Jul 26, 2010

The First Casualty

We should  always applaud the men and women who make it harder for governments to lie through  their teeth,  but I find no sympathetic characters in the leak of classified documents on the Afghanistan cluster up.

Assange and his whistle blowers seem to belong to that  gentle school of tender souls who want us all to believe that casualties are an unnecessary result of war.

They would think it peachy keen if  each SOF squad included a lawyer, a sociologist, a cultural anthropologist, and an ethicist in general practice to determine if our riflemen have a moral justification for shooting back.  Plus, of course,  Geraldo Rivera with a camera crew to make sure everyone is an honest as he is about what really happened in the firefight.

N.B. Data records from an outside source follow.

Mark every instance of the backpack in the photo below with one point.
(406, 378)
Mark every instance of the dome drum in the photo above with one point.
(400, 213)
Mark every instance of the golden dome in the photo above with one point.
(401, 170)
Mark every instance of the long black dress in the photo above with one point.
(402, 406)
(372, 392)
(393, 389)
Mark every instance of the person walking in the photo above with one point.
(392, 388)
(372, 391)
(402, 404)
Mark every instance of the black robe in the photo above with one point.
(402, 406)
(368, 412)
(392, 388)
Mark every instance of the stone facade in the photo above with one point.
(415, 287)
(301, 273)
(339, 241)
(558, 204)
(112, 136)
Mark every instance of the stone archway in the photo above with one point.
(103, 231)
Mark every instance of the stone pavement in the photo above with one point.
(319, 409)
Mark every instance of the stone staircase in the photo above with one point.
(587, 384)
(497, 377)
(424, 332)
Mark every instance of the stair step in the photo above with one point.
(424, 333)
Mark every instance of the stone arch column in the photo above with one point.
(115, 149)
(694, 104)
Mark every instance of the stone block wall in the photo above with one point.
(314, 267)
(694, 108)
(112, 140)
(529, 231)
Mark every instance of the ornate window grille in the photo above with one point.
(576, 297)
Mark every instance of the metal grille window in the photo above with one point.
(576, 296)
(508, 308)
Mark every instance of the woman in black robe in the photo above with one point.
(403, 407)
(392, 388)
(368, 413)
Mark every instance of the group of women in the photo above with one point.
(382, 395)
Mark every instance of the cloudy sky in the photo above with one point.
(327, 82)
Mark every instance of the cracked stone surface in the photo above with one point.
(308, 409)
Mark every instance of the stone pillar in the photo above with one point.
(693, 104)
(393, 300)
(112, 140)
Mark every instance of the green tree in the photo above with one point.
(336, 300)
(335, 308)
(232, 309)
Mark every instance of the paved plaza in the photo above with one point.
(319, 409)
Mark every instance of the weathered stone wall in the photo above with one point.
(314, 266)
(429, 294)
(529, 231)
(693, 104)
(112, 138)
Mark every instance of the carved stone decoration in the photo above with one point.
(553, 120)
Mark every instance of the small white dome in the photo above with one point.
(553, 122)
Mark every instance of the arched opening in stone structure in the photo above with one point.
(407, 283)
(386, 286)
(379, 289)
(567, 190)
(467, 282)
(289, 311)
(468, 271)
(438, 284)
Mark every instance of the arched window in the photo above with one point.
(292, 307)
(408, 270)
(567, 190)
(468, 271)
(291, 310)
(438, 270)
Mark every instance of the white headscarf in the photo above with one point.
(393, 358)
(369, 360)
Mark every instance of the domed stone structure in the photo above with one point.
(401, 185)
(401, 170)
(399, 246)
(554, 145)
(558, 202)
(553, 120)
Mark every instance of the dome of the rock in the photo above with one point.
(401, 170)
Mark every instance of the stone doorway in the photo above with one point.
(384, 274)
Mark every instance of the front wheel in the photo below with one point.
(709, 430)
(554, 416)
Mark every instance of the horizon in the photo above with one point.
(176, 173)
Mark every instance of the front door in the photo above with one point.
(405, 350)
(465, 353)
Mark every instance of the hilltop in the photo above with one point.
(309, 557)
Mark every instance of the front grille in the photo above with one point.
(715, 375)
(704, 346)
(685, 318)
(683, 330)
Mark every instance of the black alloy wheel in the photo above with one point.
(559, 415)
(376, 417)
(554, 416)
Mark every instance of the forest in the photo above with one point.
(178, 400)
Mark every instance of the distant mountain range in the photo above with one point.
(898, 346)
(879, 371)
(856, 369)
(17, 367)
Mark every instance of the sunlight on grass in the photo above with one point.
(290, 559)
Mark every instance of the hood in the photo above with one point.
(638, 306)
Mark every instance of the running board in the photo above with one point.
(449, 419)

On the other hand, why is it immoral or unpatriotic for Americans to learn that our presumptive  ally, Pakistan, and our putative enemy, the Taliban, seem to be spending a good deal of time conspiring against us? Or that the government we are propping up with young American lives is studded with moral cretinism?

Does the American Republic fall dead of shock to learn that  its high military command is occasionally guilty of asinine  decisions?  Is there any chance at all that if political administratons leveled with their people that fewer idiocies would be committed in the peoples' name?

Pistol to my head and ordered to cheer one side or another, I guess it would be: "Go Wikileak."

(But, Mr. Assange, hire a good retired Marine Corps gunny to vet your releases and keep yourself from sounding quite so Disneyesque.)